To locate a mountain hawk-eagle nest usually took the Wild Boar Man several days. "When I would finally climb the big tree and take the eaglet, I would put it in my shirt pocket and head off down the mountain, whistling as I went," he recounts with satisfaction.
It was on the strength of his understanding of the mountain hawk-eagle's habits that in the winter of 1998 the Wild Boar Man persuaded Liu Yen-ming to film the eagles. So began a five-year journey of discovery into the birds' remarkable world.
In the spring of 1999, the Wild Boar Man found a hawk-eagle nest on a large-leaved nanmu close to the upper reaches of the Taimali Creek. The nest was some 20-25 meters above the ground. Mountain hawk-eagles raise only one brood a year, and lay only one egg per brood, and the eaglet stays in the nest for 75-80 days after it hatches. If during this time the eagles suffer attack by natural enemies, habitat destruction, or human disturbance, the breeding season may to come to nothing.
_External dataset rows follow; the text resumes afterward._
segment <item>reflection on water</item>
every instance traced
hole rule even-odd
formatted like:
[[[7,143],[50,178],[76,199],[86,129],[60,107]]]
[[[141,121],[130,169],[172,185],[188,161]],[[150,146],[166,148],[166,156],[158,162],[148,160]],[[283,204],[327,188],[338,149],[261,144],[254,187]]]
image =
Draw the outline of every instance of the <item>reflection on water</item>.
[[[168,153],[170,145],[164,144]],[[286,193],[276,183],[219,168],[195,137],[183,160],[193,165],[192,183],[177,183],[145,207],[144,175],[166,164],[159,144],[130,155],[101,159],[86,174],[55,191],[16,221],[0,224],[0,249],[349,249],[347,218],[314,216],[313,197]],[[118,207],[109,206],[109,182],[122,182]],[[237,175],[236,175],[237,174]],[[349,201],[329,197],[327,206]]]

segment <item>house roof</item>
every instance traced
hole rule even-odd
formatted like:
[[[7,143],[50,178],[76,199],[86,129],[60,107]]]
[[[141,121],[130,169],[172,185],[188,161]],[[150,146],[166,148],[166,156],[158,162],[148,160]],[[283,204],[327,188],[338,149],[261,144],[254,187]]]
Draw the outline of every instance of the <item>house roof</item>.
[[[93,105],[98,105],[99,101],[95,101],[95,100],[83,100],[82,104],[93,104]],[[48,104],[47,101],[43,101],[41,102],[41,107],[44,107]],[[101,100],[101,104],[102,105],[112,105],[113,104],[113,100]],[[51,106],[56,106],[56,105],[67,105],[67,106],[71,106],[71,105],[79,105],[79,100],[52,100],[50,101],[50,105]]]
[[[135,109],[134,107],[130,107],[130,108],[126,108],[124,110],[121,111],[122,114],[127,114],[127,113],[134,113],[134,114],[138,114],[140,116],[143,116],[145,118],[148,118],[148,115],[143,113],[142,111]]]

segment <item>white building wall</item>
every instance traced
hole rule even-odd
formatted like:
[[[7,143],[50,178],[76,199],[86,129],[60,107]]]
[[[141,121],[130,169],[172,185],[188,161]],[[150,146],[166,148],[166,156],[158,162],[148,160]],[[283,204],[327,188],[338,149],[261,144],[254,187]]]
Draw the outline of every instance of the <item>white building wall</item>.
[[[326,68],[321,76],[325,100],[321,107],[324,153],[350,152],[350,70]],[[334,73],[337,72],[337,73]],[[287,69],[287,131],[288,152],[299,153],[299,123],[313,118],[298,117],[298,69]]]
To protect himself from the eagles, the Wild Boar Man donned a steel helmet of his own manufacture, and looking like a Ninja Turtle, cautiously built a platform in another tree 30 meters away, at the same height as the nest. Liu Yen-ming, who in his cinematographic career has filmed over 200 different bird species, was confident that in this way he would be able to film the eaglet growing up in the nest. But to his surprise, "After the adult birds had fed the eaglet they noticed us, and they simply would not come back to the nest."
The majestic mountain hawk-eagle is Taiwan's largest resident raptor. A pair of eagles raises only one eaglet a year, so the pressures of hunting and habitat loss can severely impact their breeding success.